The performance was eye-opening enough that Perfect Game named Perez the top prospect in the NAIA college ranks coming into the season.

“That really put him out there and got him a lot of attention from the scouts,” Juan Perez said of the Cape experience. He went on to say it was Ryan’s adviser who told him it would be a good idea to be at the PG Pre-Draft and get back out in front of the scouting community one more time now that Judson’s season is over.

“I feel good, I feel great and I’m ready to pitch,” Perez said. “The most important thing is just going out there and being yourself and you don’t want to change anything due to the circumstances.”

Perez was his reliable consistent self at the PG Pre-Draft, showing a low-90s fastball from both sides. It’s the kind of performance that he hopes will make an impression on the scouting community, especially with the MLB First-Year Player Draft just weeks away.

“It’s something I’m really looking forward to,” Perez said. “Right now I’m not really focused on it, I’m just focused on going out and pitching. I’m an aggressive pitcher and I’m always going to attack. I know I can get ahead in the count and throw strikes.”

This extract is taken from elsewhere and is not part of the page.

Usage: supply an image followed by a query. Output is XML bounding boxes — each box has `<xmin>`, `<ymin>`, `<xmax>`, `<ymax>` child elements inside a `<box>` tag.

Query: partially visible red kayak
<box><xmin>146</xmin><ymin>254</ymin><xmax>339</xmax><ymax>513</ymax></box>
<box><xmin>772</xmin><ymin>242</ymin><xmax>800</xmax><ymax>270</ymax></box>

Juan Perez does not regret sending his son down the path that resulted in him being a successful both-handed pitcher. At this point, Juan knows, it’s up to the scouts to decide if they want to look at one side more seriously than the other or if there are still teams interested in the intrigue that pitching from both sides brings.

“He definitely wants to get drafted,” Juan Perez said. “Nowadays you hope you get drafted high enough to where the team is going to value their investment and work with you and give you every opportunity to be successful for them.”

And looking back to that week in Jupiter, Fla., back in 2011, when Ryan Perez made it clear that he would stick with pitching from both sides for as long as he was able to remain effective, his father couldn’t help but smile at the progress that has been made.

“You sort of live through your child as he accomplishes some of the things that you wish you could have in your career,” Juan Perez said. “It’s really been a blessing to see him come as far as he’s come.”